Within the last few months, the world of deep mathematics that you can actually explain to a child lost two of its greatest giants: John Conway (who died of covid, and who I eulogized here) and Ron Graham. One thing I found poignant, and that I didn’t know before I started writing, is that Conway and Graham both play significant roles in the story of the Busy Beaver function. Conway, because most of the best known candidates for Busy Beaver Turing machines turn out, when you analyze them, to be testing variants of the notorious Collatz Conjecture—and Conway is the one who proved, in 1972, that the set of “Collatz-like questions” is Turing-undecidable.
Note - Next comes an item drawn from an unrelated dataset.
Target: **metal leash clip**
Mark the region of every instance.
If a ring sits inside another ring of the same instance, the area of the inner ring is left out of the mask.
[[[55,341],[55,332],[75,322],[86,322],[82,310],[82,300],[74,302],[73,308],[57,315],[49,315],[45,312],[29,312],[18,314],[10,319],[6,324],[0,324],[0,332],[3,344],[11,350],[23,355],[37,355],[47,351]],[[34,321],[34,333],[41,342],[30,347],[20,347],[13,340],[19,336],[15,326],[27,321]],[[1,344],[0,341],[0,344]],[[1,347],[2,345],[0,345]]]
And Graham because of Graham’s number from Ramsey theory—a candidate for the biggest number that’s ever played a role in mathematical research—and because of the discovery, four years ago, that the 18th Busy Beaver number exceeds Graham’s number.

(“Just how big is Graham’s number? So big that the 17th Busy Beaver number is not yet known to exceed it!”)

Anyway, I tried to make the survey pretty accessible, while still providing enough technical content to sink one’s two overgrown front teeth into (don’t worry, there are no such puns in the piece itself). I hope you like reading it at least 1/BB(10) as much as I liked writing it.

Update (July 24): Longtime commenter Joshua Zelinsky gently reminded me that one of the main questions discussed in the survey—namely, whether we can prove BB(n+1)>2BB(n) for all large enough n—was first brought to my attention by him, Joshua, in a 2013 Ask-Me-Anything session on this blog! I apologize to Joshua for the major oversight, which has now been corrected. On the positive side, we just got a powerful demonstration both of the intellectual benefits of blogging, and of the benefits of sharing paper drafts on one’s blog before sending them to the editor!